To: cunning_fish
But...NASA doesn't celebrate Al Shepard day.
Guess they're embarrassed by an American military guy being - aw shucks - the second man in space.
But never mind. Gagarin is the man, and Soyuz is the vehicle.
And Americans are stranded on Earth, and gotta pay Putin to get to space.
Poor dears.
7 posted on
04/12/2013 2:40:02 AM PDT by
Regulator
To: Regulator
Alan Shepard day would be May 5. That would conflict with the celebration of Cinco de Mayo. This was a battle that the Mexicans won in a war that they lost. We might have intervened, but in 1862, we had our own problems.
We should be
launching crews to the ISS by 2017, only 4 years from now.
8 posted on
04/12/2013 3:55:57 AM PDT by
jmcenanly
("The more corrupt the state, the more laws." Tacitus, Publius Cornelius)
To: Regulator
But...NASA doesn't celebrate Al Shepard day.
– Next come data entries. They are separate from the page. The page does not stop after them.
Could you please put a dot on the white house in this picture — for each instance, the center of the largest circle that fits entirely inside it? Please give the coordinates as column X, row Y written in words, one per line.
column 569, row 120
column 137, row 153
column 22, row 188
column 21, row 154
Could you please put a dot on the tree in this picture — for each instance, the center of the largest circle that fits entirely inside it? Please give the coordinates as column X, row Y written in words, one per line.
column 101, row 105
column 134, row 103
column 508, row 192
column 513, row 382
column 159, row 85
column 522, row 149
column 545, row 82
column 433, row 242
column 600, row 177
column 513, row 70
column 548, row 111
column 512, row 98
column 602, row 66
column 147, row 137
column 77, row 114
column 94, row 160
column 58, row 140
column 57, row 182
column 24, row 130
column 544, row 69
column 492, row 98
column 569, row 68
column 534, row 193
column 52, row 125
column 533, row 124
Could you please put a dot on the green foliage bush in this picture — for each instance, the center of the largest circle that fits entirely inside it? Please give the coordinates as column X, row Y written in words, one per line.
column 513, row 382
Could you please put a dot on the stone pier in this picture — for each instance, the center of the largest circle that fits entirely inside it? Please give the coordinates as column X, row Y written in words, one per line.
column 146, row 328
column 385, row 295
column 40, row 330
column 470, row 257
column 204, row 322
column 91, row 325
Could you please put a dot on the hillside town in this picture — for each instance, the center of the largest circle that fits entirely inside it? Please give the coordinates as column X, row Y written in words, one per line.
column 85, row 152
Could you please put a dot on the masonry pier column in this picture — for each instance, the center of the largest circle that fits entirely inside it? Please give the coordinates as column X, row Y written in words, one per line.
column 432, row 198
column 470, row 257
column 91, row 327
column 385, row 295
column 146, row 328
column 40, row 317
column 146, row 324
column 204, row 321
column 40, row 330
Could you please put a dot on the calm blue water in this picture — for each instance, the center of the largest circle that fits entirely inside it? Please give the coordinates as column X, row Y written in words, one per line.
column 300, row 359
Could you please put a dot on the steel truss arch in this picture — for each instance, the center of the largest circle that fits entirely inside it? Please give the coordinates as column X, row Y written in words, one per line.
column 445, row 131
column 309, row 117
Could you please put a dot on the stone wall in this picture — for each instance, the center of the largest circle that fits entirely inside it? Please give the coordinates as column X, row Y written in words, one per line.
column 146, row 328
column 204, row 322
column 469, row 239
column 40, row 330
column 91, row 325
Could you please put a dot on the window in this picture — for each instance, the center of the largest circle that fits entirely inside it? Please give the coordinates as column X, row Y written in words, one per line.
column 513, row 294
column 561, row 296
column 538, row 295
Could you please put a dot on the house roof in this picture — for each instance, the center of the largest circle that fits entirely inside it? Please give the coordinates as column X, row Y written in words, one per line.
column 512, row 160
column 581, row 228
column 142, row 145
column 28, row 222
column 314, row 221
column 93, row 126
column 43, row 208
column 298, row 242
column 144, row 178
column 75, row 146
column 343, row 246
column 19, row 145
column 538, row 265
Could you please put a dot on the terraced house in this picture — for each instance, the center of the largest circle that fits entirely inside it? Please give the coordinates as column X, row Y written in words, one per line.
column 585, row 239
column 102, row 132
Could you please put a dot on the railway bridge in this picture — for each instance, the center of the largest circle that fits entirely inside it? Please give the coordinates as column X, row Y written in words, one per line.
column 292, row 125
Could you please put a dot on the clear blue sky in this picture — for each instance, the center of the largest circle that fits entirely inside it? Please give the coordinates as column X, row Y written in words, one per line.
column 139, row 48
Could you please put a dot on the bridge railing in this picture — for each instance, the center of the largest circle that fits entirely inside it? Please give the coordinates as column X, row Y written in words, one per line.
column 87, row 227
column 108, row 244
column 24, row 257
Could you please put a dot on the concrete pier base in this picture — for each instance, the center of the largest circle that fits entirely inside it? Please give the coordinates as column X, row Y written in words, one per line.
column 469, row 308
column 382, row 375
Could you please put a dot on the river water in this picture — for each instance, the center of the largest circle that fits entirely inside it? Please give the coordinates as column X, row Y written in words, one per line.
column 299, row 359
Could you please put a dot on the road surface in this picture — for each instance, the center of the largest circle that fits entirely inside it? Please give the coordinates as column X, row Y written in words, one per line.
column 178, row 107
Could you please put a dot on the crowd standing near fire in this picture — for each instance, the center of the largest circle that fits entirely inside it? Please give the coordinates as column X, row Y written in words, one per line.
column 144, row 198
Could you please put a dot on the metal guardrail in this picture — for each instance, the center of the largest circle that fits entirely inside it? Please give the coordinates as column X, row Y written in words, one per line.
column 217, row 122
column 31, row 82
Guess they're embarrassed by an American military guy being - aw shucks - the second man in space. If it weren't for Yuri, NASA wouldn't have received a blank check to go to the Moon, and later develop the Shuttle and the ISS. Yuri was very photogenic and the Soviets sent him on a successful PR tour of the world, which convinced our politicians that they had to do something to top the Soviets.
13 posted on
04/12/2013 9:08:13 PM PDT by
Moonman62
(The US has become a government with a country, rather than a country with a government.)